The NL Hit List was a lighter-hearted affair, with some of the best bits in the middle:
[#7 Cardinals] Jack the Ripper: Former Cardinals slugger Jack Clark brands the 2010 squad “quitters” with “poopy in their pants,” (yes, really) while Tony LaRussa alludes to Clark’s own checkered history. The Cards are now 13-25 since their sweep of the Reds, and while the lineup’s big guns haven’t stopped firing during that span (Albert Pujols, .294/.395/.625, Matt Holliday .331/.396/.556, Colby Rasmus .302/.425/.523), they’ve reaped what they have sown with a regressing Jon Jay (.220/.288/.283), a Replacement Level Killer-worthy Brendan Ryan (.212/.248/.263) and the half-eaten remains of Pedro Feliz (.208/.227/.255), to say nothing of the clearly trouser-loading Felipe Lopez (.132/.231/.191), who’s released for repeated tardiness.

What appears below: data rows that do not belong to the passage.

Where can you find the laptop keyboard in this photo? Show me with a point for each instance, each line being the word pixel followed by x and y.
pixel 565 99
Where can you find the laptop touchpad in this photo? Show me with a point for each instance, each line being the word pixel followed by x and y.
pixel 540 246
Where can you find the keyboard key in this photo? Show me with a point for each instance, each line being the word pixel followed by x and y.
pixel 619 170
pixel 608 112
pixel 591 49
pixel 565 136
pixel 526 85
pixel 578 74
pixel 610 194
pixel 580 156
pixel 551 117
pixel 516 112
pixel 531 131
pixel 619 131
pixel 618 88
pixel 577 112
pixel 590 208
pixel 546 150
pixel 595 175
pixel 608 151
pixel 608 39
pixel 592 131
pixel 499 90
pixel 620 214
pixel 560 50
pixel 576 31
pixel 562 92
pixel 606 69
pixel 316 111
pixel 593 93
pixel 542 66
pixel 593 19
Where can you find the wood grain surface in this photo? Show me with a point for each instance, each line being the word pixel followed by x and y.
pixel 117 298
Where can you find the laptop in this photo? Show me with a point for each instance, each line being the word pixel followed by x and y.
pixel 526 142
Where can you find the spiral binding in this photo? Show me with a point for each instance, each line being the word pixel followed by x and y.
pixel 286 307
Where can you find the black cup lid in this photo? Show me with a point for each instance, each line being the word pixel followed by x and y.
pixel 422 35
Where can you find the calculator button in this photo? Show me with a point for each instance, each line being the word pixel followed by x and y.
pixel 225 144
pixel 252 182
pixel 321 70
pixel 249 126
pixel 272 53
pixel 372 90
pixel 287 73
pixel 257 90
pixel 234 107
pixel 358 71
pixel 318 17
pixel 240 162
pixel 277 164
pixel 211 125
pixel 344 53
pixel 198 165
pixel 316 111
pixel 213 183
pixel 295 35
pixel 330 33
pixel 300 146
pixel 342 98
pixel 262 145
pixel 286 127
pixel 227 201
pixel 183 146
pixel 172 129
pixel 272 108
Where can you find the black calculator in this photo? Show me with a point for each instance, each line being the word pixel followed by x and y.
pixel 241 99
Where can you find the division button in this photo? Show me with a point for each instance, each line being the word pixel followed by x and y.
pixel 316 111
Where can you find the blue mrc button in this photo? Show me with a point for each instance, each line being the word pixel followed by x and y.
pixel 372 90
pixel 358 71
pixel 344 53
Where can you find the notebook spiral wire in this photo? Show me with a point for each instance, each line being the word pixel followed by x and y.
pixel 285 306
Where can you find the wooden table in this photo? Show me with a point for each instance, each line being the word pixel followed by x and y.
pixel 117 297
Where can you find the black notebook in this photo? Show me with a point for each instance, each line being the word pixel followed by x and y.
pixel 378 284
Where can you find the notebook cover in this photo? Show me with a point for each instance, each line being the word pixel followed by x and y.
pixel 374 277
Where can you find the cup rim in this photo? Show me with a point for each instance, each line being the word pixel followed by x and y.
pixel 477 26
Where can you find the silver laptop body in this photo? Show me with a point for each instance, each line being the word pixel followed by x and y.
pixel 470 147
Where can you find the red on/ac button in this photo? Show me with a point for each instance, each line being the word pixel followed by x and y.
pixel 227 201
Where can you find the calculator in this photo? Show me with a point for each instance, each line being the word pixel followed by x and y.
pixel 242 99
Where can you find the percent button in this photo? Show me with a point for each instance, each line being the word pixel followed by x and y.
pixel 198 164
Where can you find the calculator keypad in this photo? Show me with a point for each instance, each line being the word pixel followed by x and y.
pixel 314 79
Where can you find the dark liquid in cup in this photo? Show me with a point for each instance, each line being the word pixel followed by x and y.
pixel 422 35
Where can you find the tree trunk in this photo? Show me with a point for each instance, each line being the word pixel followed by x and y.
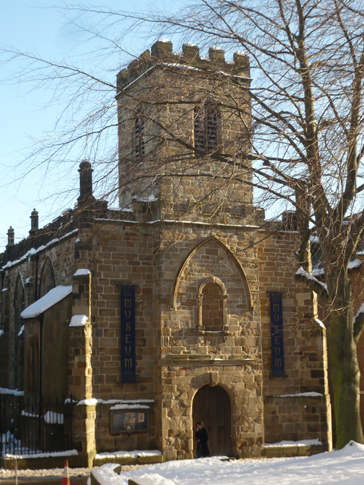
pixel 345 372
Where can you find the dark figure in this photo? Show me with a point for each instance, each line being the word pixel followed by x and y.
pixel 202 438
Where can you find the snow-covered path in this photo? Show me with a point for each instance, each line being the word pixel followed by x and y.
pixel 337 467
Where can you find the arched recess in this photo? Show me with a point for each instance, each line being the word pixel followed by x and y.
pixel 47 279
pixel 212 406
pixel 19 305
pixel 212 302
pixel 232 257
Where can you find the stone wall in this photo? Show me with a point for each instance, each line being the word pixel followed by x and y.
pixel 304 348
pixel 26 272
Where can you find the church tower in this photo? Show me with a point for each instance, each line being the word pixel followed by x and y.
pixel 184 134
pixel 184 139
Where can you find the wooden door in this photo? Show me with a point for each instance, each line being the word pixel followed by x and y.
pixel 212 406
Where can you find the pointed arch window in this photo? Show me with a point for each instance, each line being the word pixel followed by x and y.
pixel 206 127
pixel 139 135
pixel 212 299
pixel 47 279
pixel 19 305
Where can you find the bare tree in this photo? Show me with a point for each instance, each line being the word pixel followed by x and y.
pixel 303 144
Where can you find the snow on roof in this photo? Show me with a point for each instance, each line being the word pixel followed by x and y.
pixel 309 276
pixel 135 453
pixel 115 401
pixel 356 263
pixel 78 321
pixel 320 323
pixel 361 310
pixel 14 392
pixel 294 443
pixel 301 394
pixel 128 406
pixel 44 455
pixel 33 251
pixel 47 301
pixel 82 272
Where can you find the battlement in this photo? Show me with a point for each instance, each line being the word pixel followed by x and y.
pixel 162 54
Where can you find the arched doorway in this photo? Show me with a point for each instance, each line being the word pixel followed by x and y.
pixel 212 406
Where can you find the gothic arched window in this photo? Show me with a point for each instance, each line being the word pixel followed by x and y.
pixel 206 128
pixel 139 135
pixel 47 280
pixel 19 305
pixel 212 298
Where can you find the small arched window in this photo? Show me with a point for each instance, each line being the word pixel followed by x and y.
pixel 47 279
pixel 139 135
pixel 212 298
pixel 19 305
pixel 212 307
pixel 206 128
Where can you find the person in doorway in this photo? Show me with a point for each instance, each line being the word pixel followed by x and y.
pixel 202 439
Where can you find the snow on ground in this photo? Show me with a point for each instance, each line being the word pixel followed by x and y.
pixel 345 466
pixel 341 467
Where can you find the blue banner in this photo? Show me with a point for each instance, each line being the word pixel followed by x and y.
pixel 127 313
pixel 276 318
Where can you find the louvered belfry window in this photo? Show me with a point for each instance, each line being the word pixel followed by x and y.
pixel 206 128
pixel 139 136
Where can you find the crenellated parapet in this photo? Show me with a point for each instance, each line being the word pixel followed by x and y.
pixel 162 54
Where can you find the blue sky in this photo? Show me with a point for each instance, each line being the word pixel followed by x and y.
pixel 27 113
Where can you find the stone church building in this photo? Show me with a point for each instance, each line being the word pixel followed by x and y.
pixel 179 305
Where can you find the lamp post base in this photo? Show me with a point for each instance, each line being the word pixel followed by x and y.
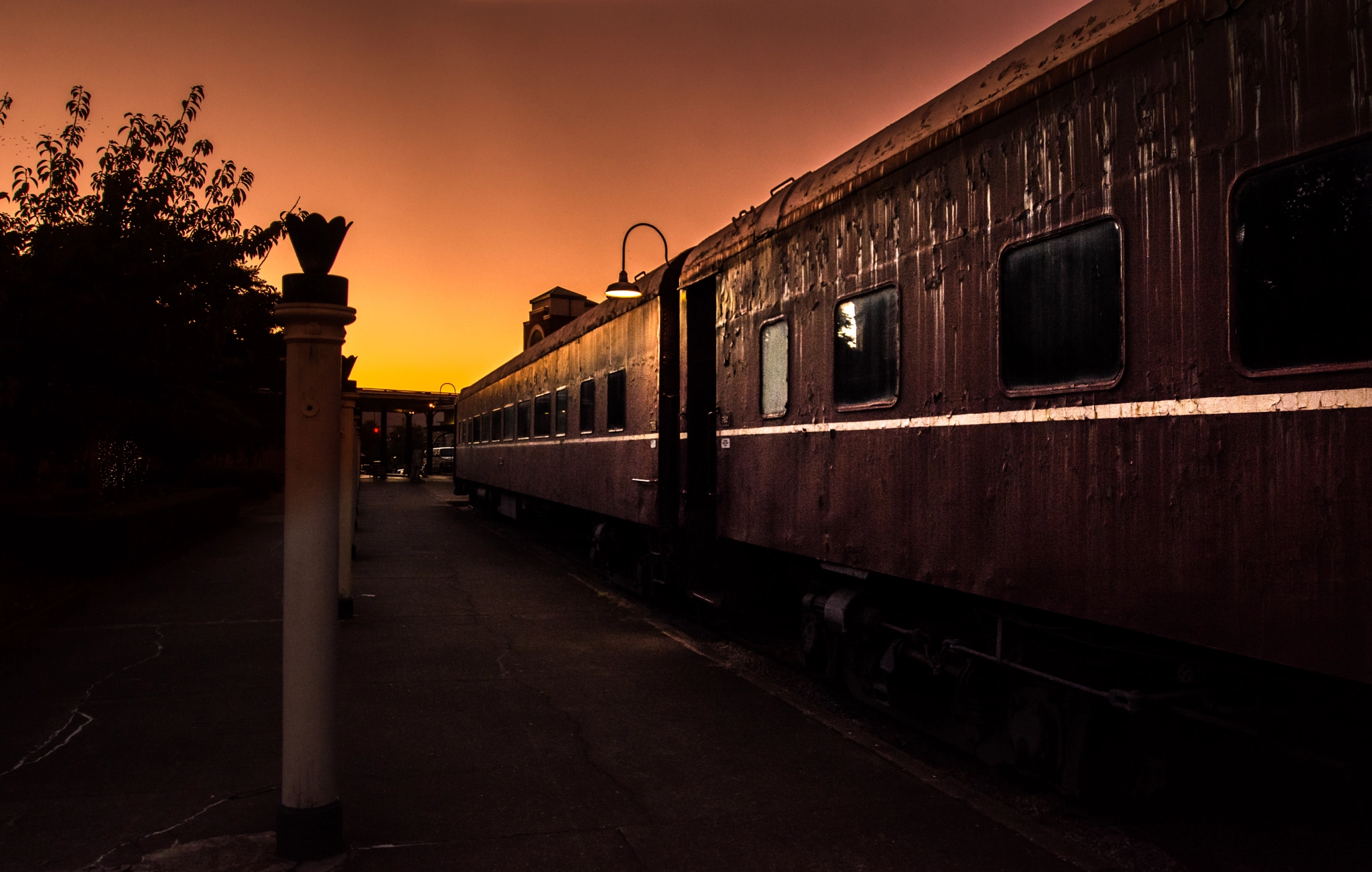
pixel 309 834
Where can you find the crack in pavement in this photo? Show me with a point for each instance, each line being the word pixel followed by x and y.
pixel 50 746
pixel 95 863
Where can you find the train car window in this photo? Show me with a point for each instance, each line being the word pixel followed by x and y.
pixel 1302 263
pixel 588 411
pixel 523 419
pixel 560 413
pixel 544 416
pixel 776 368
pixel 868 349
pixel 615 401
pixel 1062 310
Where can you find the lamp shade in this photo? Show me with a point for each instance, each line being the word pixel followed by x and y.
pixel 623 288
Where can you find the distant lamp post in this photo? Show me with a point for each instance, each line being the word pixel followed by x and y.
pixel 313 313
pixel 624 288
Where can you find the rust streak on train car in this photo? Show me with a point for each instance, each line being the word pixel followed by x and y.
pixel 1243 532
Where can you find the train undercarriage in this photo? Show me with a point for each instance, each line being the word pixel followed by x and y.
pixel 1090 709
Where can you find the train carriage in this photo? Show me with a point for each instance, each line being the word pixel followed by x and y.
pixel 1072 365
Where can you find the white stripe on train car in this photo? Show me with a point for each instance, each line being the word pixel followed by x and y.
pixel 1247 403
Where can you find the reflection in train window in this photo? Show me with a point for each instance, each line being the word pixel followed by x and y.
pixel 526 413
pixel 776 365
pixel 560 413
pixel 1302 263
pixel 544 416
pixel 615 401
pixel 1062 310
pixel 588 413
pixel 868 349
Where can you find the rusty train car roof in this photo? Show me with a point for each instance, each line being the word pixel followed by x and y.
pixel 573 331
pixel 1075 46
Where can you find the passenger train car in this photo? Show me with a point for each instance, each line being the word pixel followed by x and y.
pixel 1052 399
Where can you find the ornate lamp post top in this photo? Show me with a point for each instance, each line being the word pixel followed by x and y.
pixel 316 242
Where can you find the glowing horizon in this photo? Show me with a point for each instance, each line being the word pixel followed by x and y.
pixel 490 151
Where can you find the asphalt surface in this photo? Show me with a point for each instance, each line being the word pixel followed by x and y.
pixel 497 712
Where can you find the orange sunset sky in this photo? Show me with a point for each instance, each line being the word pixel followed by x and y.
pixel 492 150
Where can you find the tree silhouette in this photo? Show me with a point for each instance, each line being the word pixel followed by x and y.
pixel 135 310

[#10 Mets] Flushing Follies, Part 647: As the Mets continue traveling their road to nowhere in ignominious fashion (seriously, did they play this week?), Jerry Manuel takes issue with Joe Torre’s tepid expression of interest in managing the Mets. Without asking the obvious question (“Why in the #$%@ would a septuagenarian future Hall of Fame manager leave one disasterpiece to step into an even bigger one such as this?”), Manuel questions Torre’s integrity while conveniently forgetting his own scruples-free pursuit of predecessor Willie Randolph’s job. Sadly, the laughingstock Manuel and his superior Omar Minaya’s days are likely numbered in Queens, which could leave the Hit List with a dearth of comic material. Then again, if they hire Wally Backman to replace Manuel, we’ll be just fine.